The 4 V’s of Big Data
The general consensus of the day is that there are specific attributes that define big data. In most big data circles, these are called the four V’s: volume, variety, velocity, and veracity. (You might consider a fifth V, value.)
The main characteristic that makes data “big” is the sheer volume. It makes no sense to focus on minimum storage units because the total amount of information is growing exponentially every year. In 2010, Thomson Reuters estimated in its annual report that it believed the world was “awash with over 800 exabytes of data and growing.”
For that same year, EMC, a hardware company that makes data storage devices, thought it was closer to 900 exabytes and would grow by 50 percent every year. No one really knows how much new data is being generated, but the amount of information being collected is huge.
Variety is one the most interesting developments in technology as more and more information is digitized. Traditional data types (structured data) include things on a bank statement like date, amount, and time. These are things that fit neatly in a relational database.
Structured data is augmented by unstructured data, which is where things like Twitter feeds, audio files, MRI images, web pages, web logs are put — anything that can be captured and stored but doesn’t have a meta model (a set of rules to frame a concept or idea — it defines a class of information and how to express it) that neatly defines it.
Unstructured data is a fundamental concept in big data. The best way to understand unstructured data is by comparing it to structured data. Think of structured data as data that is well defined in a set of rules. For example, money will always be numbers and have at least two decimal points; names are expressed as text; and dates follow a specific pattern.
With unstructured data, on the other hand, there are no rules. A picture, a voice recording, a tweet — they all can be different but express ideas and thoughts based on human understanding. One of the goals of big data is to use technology to take this unstructured data and make sense of it.
The definition of big data depends on whether the data can be ingested, processed, and examined in a time that meets a particular business’s requirements. For one company or system, big data may be 50TB; for another, it may be 10PB.

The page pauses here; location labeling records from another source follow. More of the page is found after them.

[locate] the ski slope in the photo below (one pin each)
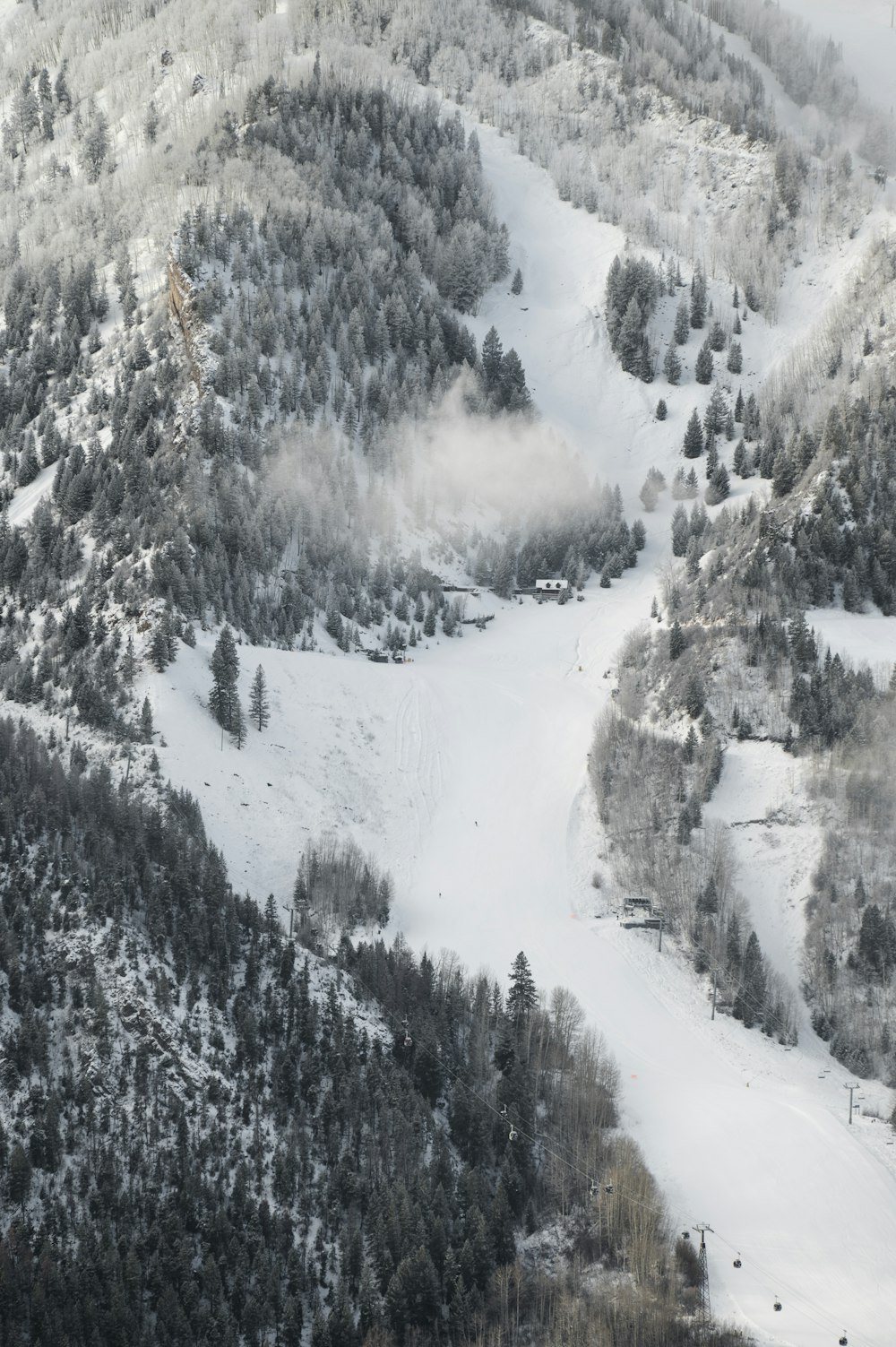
(465, 772)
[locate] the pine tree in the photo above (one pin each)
(146, 721)
(649, 496)
(237, 722)
(719, 487)
(628, 344)
(671, 364)
(681, 531)
(717, 337)
(751, 999)
(225, 671)
(694, 436)
(698, 299)
(492, 360)
(703, 366)
(523, 997)
(259, 706)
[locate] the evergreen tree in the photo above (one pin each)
(698, 298)
(749, 1001)
(693, 446)
(671, 364)
(523, 997)
(682, 324)
(259, 706)
(719, 487)
(681, 531)
(703, 366)
(146, 721)
(225, 669)
(492, 360)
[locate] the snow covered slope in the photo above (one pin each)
(864, 30)
(465, 773)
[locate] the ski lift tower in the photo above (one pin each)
(703, 1309)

Veracity refers to the trustworthiness of the data. Can the manager rely on the fact that the data is representative? Every good manager knows that there are inherent discrepancies in all the data collected.
Velocity is the frequency of incoming data that needs to be processed. Think about how many SMS messages, Facebook status updates, or credit card swipes are being sent on a particular telecom carrier every minute of every day, and you’ll have a good appreciation of velocity. A streaming application like Amazon Web Services Kinesis is an example of an application that handles the velocity of data.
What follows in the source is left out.